I think big and always have.
I’m happy that interesting projects are coming my way and it only pushes me to work harder.
You wanted to originally become a swimmer or translator. Did being Sachin and Supriya’s daughter contribute towards choosing acting as a career path?
I wanted to be many things at once but I’m an explorer at heart.
I was a competitive swimmer growing up but I never saw that as a career.
I love languages so I started learning basic French and Japanese.
But I have always been a performer and have been very comfortable in front of the camera and on stage but being part of the movies just felt predictable so maybe that’s why I stayed away from it.

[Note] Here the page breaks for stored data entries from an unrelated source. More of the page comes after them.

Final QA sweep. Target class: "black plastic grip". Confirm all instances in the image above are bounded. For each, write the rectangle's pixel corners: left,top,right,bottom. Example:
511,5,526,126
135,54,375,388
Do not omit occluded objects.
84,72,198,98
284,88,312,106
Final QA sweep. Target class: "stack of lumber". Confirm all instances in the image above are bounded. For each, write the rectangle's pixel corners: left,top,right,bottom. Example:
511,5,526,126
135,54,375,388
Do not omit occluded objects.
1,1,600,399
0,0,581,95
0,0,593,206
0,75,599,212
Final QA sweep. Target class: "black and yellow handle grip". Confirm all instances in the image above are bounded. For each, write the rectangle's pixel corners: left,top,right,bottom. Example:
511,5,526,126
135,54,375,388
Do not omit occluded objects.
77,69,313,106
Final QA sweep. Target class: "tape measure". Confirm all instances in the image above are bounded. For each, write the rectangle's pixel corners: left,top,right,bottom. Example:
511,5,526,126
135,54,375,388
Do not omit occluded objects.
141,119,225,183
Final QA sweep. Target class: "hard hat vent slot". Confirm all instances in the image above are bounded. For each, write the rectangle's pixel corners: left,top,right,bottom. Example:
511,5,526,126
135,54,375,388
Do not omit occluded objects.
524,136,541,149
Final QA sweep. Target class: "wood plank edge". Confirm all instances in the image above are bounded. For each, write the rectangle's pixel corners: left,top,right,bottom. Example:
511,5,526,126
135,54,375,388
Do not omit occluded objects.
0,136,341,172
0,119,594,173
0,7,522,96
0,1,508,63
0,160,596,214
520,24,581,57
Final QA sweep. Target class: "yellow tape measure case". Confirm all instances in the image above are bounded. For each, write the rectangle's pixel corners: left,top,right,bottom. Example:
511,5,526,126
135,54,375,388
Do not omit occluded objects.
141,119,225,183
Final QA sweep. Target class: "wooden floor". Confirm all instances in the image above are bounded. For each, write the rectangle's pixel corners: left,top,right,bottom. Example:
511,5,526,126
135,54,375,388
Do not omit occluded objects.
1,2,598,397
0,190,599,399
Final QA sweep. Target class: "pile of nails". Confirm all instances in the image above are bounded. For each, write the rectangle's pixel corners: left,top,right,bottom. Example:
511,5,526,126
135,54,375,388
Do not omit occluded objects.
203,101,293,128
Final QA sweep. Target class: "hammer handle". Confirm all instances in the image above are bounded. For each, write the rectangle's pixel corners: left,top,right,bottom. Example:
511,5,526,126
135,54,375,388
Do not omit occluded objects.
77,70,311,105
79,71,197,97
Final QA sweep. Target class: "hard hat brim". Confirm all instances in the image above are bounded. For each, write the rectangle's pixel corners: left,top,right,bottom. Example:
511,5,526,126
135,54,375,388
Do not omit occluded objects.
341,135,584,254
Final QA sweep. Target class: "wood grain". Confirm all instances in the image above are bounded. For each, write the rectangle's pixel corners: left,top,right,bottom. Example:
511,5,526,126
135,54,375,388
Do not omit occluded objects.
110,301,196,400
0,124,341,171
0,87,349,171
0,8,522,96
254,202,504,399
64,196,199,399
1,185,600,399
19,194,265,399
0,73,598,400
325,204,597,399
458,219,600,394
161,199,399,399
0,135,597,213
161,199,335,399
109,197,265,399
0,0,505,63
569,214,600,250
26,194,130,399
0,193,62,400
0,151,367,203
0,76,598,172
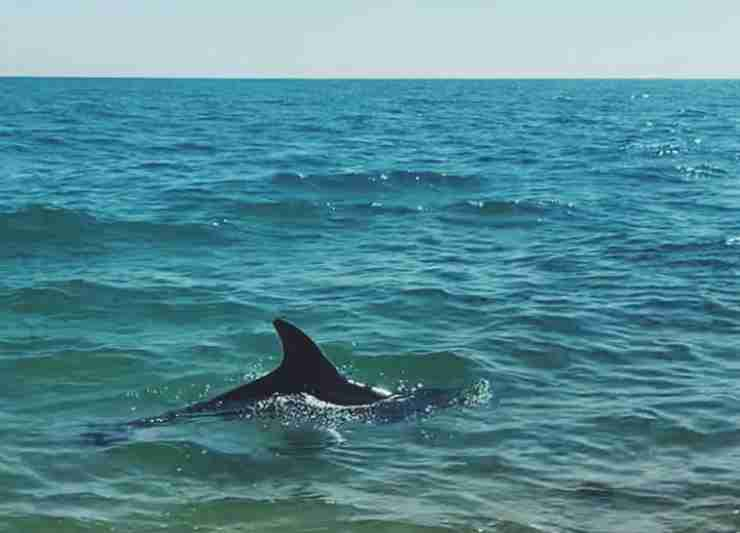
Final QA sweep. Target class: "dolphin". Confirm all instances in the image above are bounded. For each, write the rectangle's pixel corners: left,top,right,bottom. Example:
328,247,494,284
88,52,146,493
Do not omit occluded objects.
84,319,489,444
135,318,391,424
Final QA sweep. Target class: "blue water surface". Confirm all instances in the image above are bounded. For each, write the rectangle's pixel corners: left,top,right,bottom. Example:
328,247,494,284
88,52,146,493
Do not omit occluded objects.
1,78,739,533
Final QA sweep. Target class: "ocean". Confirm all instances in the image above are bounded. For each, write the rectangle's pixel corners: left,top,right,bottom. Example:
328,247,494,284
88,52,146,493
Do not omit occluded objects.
1,78,739,532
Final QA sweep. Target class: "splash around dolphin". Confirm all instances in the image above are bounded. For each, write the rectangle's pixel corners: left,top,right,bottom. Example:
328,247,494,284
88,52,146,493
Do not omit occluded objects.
84,319,490,444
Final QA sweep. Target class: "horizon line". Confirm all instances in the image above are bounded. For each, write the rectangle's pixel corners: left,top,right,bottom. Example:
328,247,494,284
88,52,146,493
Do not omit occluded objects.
1,74,740,82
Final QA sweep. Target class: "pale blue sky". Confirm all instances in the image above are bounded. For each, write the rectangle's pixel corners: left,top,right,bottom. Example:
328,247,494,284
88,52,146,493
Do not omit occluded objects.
2,0,739,78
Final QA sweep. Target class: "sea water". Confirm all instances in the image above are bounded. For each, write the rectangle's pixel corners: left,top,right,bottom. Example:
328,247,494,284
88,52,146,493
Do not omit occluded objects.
1,78,739,532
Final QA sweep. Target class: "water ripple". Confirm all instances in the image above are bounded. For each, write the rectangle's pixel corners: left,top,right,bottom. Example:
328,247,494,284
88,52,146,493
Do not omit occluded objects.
2,78,740,533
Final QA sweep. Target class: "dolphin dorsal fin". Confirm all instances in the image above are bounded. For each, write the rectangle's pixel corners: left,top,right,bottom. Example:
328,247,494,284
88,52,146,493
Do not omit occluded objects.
273,319,344,389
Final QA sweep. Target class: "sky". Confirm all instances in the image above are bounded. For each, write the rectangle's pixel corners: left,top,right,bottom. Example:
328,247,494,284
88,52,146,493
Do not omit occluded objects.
2,0,739,78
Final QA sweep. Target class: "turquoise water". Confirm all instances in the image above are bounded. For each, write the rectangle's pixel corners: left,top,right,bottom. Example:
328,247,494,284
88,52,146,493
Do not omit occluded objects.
1,78,739,532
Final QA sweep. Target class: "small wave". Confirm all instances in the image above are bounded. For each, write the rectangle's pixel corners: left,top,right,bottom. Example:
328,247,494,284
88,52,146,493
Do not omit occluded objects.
37,136,66,146
451,199,554,216
676,163,728,179
552,94,575,102
385,170,480,187
619,140,684,158
3,278,264,323
0,204,233,249
0,204,98,242
676,107,710,118
2,279,156,317
173,141,217,153
229,199,426,219
229,199,324,220
358,202,423,215
436,198,573,228
272,170,480,191
137,160,192,171
221,197,561,222
399,287,494,305
609,237,738,271
651,143,681,157
5,286,76,315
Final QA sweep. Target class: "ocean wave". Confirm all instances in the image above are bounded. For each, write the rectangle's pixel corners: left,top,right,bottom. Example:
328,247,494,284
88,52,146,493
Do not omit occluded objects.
173,141,217,153
36,135,67,146
606,236,739,271
0,204,98,242
619,140,684,158
228,199,325,220
272,170,481,191
433,198,574,228
208,197,571,223
676,163,728,178
2,278,264,323
676,107,710,118
136,160,194,171
449,198,565,217
398,287,495,306
0,204,233,249
5,286,77,315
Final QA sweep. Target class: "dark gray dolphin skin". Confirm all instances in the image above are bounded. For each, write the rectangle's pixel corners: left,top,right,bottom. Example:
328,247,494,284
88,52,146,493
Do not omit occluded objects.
129,318,392,426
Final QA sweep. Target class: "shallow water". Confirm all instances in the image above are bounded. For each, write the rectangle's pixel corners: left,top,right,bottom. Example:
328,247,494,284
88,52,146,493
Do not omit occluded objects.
1,78,740,532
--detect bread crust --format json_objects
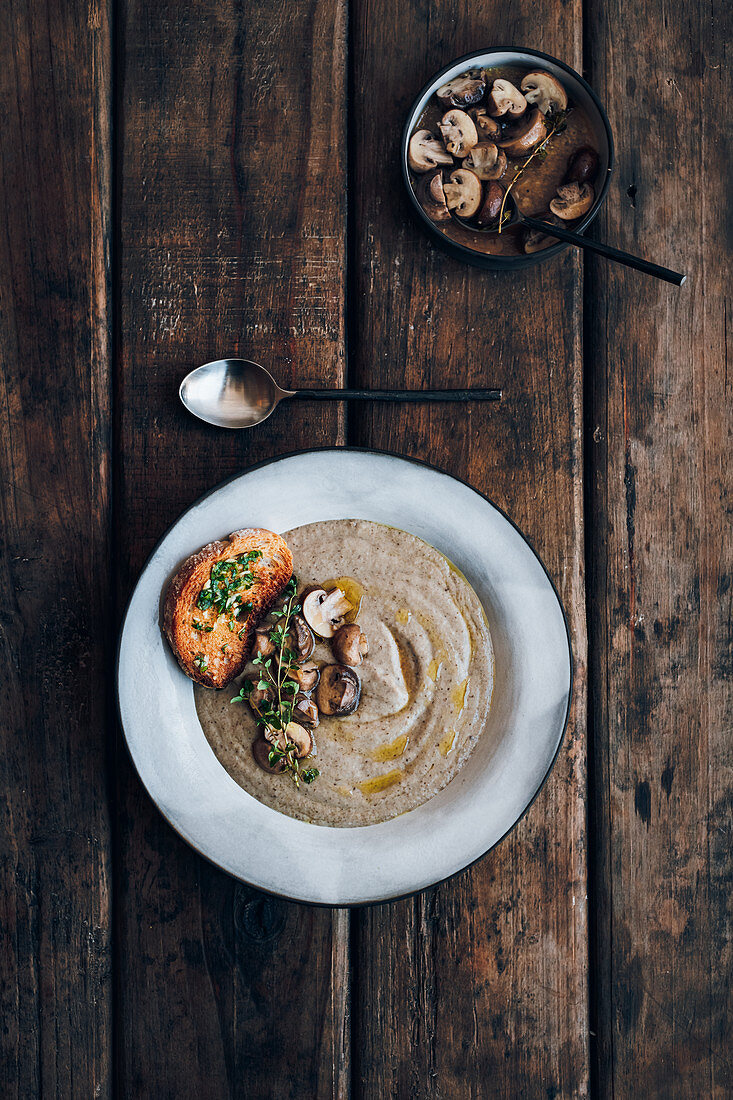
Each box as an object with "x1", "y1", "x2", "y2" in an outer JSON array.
[{"x1": 162, "y1": 528, "x2": 293, "y2": 688}]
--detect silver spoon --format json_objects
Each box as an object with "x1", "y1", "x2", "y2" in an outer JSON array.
[
  {"x1": 452, "y1": 194, "x2": 686, "y2": 286},
  {"x1": 180, "y1": 359, "x2": 502, "y2": 429}
]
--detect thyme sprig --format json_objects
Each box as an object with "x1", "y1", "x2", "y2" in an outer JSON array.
[
  {"x1": 231, "y1": 575, "x2": 319, "y2": 787},
  {"x1": 497, "y1": 108, "x2": 570, "y2": 233}
]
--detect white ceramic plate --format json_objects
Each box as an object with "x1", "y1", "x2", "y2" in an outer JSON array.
[{"x1": 117, "y1": 449, "x2": 572, "y2": 905}]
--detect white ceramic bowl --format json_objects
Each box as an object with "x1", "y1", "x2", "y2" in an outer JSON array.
[{"x1": 117, "y1": 450, "x2": 572, "y2": 905}]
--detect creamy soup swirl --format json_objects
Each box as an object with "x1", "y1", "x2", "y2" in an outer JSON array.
[{"x1": 195, "y1": 520, "x2": 493, "y2": 826}]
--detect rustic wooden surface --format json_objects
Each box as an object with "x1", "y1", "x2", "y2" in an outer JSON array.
[
  {"x1": 116, "y1": 1, "x2": 349, "y2": 1096},
  {"x1": 349, "y1": 7, "x2": 589, "y2": 1099},
  {"x1": 585, "y1": 0, "x2": 732, "y2": 1094},
  {"x1": 0, "y1": 0, "x2": 730, "y2": 1097},
  {"x1": 0, "y1": 1, "x2": 113, "y2": 1096}
]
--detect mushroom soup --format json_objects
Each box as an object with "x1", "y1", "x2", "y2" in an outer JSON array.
[
  {"x1": 194, "y1": 520, "x2": 494, "y2": 826},
  {"x1": 408, "y1": 64, "x2": 599, "y2": 256}
]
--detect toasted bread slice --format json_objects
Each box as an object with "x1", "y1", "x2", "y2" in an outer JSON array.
[{"x1": 163, "y1": 528, "x2": 293, "y2": 688}]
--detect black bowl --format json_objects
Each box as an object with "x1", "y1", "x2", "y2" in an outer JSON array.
[{"x1": 401, "y1": 47, "x2": 614, "y2": 271}]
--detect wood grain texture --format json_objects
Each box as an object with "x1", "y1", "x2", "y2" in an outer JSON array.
[
  {"x1": 0, "y1": 0, "x2": 113, "y2": 1096},
  {"x1": 349, "y1": 6, "x2": 589, "y2": 1097},
  {"x1": 586, "y1": 0, "x2": 733, "y2": 1094},
  {"x1": 3, "y1": 0, "x2": 730, "y2": 1094},
  {"x1": 116, "y1": 0, "x2": 349, "y2": 1095}
]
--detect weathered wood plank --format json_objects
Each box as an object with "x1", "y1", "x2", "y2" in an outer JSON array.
[
  {"x1": 116, "y1": 1, "x2": 349, "y2": 1095},
  {"x1": 349, "y1": 8, "x2": 588, "y2": 1098},
  {"x1": 0, "y1": 0, "x2": 113, "y2": 1096},
  {"x1": 586, "y1": 0, "x2": 733, "y2": 1094}
]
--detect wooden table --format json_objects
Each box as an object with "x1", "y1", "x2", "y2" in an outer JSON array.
[{"x1": 1, "y1": 1, "x2": 730, "y2": 1096}]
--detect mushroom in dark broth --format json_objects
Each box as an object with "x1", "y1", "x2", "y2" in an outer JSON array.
[{"x1": 407, "y1": 63, "x2": 600, "y2": 256}]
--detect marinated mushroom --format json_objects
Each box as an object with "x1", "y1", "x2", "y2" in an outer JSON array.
[
  {"x1": 487, "y1": 78, "x2": 527, "y2": 118},
  {"x1": 497, "y1": 108, "x2": 547, "y2": 156},
  {"x1": 415, "y1": 169, "x2": 450, "y2": 223},
  {"x1": 443, "y1": 168, "x2": 483, "y2": 218},
  {"x1": 436, "y1": 74, "x2": 485, "y2": 108},
  {"x1": 438, "y1": 109, "x2": 478, "y2": 157},
  {"x1": 462, "y1": 142, "x2": 507, "y2": 181},
  {"x1": 332, "y1": 623, "x2": 369, "y2": 667},
  {"x1": 251, "y1": 627, "x2": 276, "y2": 659},
  {"x1": 565, "y1": 146, "x2": 599, "y2": 185},
  {"x1": 252, "y1": 737, "x2": 286, "y2": 774},
  {"x1": 474, "y1": 181, "x2": 505, "y2": 228},
  {"x1": 290, "y1": 614, "x2": 315, "y2": 659},
  {"x1": 293, "y1": 693, "x2": 320, "y2": 729},
  {"x1": 264, "y1": 724, "x2": 285, "y2": 748},
  {"x1": 407, "y1": 128, "x2": 454, "y2": 173},
  {"x1": 286, "y1": 659, "x2": 320, "y2": 692},
  {"x1": 523, "y1": 227, "x2": 549, "y2": 254},
  {"x1": 316, "y1": 664, "x2": 361, "y2": 717},
  {"x1": 469, "y1": 108, "x2": 501, "y2": 141},
  {"x1": 523, "y1": 217, "x2": 562, "y2": 253},
  {"x1": 248, "y1": 684, "x2": 274, "y2": 709},
  {"x1": 301, "y1": 586, "x2": 354, "y2": 638},
  {"x1": 263, "y1": 719, "x2": 314, "y2": 759},
  {"x1": 282, "y1": 720, "x2": 314, "y2": 759},
  {"x1": 520, "y1": 71, "x2": 568, "y2": 116},
  {"x1": 549, "y1": 181, "x2": 594, "y2": 220}
]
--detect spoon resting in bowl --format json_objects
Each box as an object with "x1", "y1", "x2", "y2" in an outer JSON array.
[{"x1": 451, "y1": 191, "x2": 686, "y2": 286}]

I never took it for granted.
It happened organically when I started doing theatre and I’m glad I took that time.
I starting directing before acting and it’s something I am passionate about too.
When I am on set, I’m trying to learn all aspects of filmmaking.
Right now, though, acting has my 100% focus.
How (if at all) have your parents advised or guided you in your journey so far?
They have guided me just by their day to day demeanour and attitude towards life.
They have worked in the industry for more than 50 years and their experiences are invaluable.
But they’ve never sat me down and had that big conversation about how I should be approaching my career.
They let me explore and take chances and are always there when I need to talk about things that are stressing me out.
Time and again they have told me that the best way to be different is to be yourself and to really cherish my own path and enjoy it completely rather than comparing my journey.
That’s ingrained in me strongly.
So I basically get into projects doing my best and enjoying myself without expecting too much.
It’s hard but I try to surrender and that’s what works best for me.
Post Beecham House, what’s next for you?
The year 2019 is looking super exciting as I have three films releasing this year.
One is Haathi Mere Saathi with Rana Dagubatti.
It’s a trilingual film and my Tamil and Telugu debut which I’m very excited and nervous about.
I’m also doing RSVP’s film directed by Sneha Taurani called Bhangra Paa le which stars Sunny Kaushal.
There’s Anubhav Sinha’s film Abhi Toh Party Shuru Hui Hai which I finished shooting in Lucknow.
Another film that hasn’t been officially announced yet so I can’t talk about it but I’m currently shooting for it in Delhi.
Here’s wishing Shriya all the best for her current and future projects.
Beecham House will air on ITV in the Spring in the UK.
An official date is yet to be confirmed.